The notion of balance and reciprocity, a founding pillar of our country, originates not from European ‘founders’ of Canada, but from First Nations. In return, we ensure a lack of balance and reciprocity toward these same people, and even choose to destroy these people. This is a betrayal that has lasted for centuries now.

Saul wonders if the crisis we face in Canada is not in the Aboriginal world, as we think, but in ourselves.

But is the more profound crisis not in the non-Aboriginal world? If not, why would we find it so difficult to listen – to listen seriously – to the points of view coming from the founding pillar of our civilization? Are we so insecure? So frightened to absorb views that after all have been central to Canada’s establishment and survival? Or is it a lack of sensibility? An emotional wall constructed unconsciously to protect ourselves from the reality of this place? Or a simple lack of consciousness? Or all of the above? 

And the words of Grand Chief David Courchene in 1971, as cited by Saul:

We ask you for assistance for the good of all Canada and as a moral obligation resulting from injustice in the past, but such assistance must be based upon this understanding. If this can be done, we shall continue to commit ourselves to a spirit of cooperation. 
Only thus can hope be bright that there might come a tomorrow when you, the descendants of the settlers of our lands, can say to the world, Look, we came and were welcomed, and then we wrought much despair, but we are also men of honour and integrity and we set to work in cooperation, we listened and we learned, we gave our support, and today we live in harmony with the first people of this land who now call us, brothers. 
We hope that tomorrow will come. 

These Saul stories are the stories of my Soul, my desire to draw on the Indigenous nature of me, the land I call home, and the Indigenous people who were here before my descendants. These Saul stories point me to a new place for me and my work as a non-Aboriginal Canadian, to restore the principles of balance and reciprocity that are the foundational pillars of Canada.

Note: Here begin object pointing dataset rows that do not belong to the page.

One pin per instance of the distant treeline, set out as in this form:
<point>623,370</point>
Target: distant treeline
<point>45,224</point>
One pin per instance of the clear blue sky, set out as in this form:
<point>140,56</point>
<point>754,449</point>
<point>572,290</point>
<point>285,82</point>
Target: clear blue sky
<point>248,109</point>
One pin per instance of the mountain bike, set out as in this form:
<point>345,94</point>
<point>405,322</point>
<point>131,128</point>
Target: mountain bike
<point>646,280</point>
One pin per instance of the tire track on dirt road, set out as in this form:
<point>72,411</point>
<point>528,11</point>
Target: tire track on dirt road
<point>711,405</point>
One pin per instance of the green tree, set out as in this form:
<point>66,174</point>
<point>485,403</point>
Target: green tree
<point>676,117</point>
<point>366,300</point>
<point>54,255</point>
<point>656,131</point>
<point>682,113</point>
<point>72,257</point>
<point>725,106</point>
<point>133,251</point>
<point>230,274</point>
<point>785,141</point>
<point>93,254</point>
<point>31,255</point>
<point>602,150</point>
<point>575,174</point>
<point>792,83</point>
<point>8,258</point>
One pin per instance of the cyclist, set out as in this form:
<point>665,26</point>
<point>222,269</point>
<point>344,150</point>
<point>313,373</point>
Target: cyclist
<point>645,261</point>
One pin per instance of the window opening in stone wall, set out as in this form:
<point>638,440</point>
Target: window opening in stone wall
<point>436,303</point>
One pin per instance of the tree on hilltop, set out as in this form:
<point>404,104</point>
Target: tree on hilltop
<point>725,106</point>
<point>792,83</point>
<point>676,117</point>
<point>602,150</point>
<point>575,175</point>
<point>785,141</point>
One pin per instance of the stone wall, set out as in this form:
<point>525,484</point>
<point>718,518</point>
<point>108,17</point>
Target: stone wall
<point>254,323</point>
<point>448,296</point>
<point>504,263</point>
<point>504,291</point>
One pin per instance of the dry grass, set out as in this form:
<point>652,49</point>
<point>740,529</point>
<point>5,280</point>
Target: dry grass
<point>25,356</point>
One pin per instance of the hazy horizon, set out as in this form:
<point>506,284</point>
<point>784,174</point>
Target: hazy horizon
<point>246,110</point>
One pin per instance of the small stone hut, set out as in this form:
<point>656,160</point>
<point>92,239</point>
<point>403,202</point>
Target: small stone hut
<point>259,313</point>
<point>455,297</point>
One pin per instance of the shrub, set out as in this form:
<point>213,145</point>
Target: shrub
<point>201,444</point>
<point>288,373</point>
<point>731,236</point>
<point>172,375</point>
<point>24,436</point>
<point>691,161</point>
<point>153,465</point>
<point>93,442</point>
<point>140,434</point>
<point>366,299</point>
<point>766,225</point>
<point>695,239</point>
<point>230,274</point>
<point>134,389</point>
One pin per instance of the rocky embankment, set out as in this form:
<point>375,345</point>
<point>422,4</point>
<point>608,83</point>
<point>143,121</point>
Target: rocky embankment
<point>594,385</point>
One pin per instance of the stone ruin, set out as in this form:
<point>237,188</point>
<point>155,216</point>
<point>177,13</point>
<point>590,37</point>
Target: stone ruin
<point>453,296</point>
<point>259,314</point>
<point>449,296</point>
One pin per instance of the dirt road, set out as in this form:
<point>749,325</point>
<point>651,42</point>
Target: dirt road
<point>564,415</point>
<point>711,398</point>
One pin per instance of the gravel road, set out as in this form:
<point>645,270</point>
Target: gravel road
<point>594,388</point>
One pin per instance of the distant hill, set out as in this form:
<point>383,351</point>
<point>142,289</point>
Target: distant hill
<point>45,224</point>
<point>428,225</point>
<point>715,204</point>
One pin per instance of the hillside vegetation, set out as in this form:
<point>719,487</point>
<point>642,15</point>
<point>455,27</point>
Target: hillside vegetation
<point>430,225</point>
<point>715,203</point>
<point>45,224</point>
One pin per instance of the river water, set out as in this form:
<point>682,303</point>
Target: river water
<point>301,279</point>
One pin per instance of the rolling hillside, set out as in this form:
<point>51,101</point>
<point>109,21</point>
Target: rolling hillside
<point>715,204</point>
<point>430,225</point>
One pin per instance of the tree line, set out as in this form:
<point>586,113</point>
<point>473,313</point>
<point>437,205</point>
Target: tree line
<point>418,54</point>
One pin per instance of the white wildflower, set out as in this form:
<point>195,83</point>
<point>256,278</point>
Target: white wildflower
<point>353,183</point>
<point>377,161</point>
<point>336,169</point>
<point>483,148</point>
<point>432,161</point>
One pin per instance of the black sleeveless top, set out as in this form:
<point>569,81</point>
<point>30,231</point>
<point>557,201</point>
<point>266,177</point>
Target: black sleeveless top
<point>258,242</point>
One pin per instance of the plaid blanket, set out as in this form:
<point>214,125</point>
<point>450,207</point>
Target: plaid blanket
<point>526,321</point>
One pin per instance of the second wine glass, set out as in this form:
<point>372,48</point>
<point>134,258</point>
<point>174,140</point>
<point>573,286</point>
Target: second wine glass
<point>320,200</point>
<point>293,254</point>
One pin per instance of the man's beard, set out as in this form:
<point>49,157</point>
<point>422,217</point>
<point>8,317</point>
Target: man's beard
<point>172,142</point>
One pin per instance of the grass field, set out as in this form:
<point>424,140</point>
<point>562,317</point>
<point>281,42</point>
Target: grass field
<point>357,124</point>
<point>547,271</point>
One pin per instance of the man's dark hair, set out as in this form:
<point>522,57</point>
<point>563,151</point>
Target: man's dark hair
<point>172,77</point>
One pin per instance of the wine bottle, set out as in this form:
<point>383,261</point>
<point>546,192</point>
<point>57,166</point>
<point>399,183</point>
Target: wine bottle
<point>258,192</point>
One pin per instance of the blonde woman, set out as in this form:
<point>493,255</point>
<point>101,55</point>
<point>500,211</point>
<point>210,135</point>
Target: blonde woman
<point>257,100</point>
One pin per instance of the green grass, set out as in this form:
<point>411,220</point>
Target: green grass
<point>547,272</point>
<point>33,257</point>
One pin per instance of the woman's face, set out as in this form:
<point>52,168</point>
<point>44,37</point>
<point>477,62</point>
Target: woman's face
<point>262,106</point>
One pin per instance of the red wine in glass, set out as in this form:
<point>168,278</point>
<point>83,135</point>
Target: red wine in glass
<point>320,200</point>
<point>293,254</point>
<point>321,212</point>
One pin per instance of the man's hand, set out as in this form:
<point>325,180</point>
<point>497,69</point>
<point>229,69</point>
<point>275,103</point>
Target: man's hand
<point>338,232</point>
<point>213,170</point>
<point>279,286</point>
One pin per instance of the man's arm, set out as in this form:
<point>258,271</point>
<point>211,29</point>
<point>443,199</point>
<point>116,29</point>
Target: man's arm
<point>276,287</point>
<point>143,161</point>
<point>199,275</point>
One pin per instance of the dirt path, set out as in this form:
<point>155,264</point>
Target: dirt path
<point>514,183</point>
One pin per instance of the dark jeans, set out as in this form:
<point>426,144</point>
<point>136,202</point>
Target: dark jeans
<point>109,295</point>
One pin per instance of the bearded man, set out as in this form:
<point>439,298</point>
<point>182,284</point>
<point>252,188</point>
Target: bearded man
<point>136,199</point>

I will say it, Grand Chief David Courchene, for myself:

We came and were welcomed, and then we wrought much despair. I am a person of honour and integrity and I set to work in cooperation. I have listened and I have learned and give my support. I desire to wish to live in harmony with the first people of this land, my brothers and sisters. 

Aho.

I have spoken.

_____

Sources:

John Ralston Saul, The Comeback (Toronto: Penguin, 2014)

Richard Wagamese, Indian Horse (Madeira Park: Douglas and McIntyre, 2012)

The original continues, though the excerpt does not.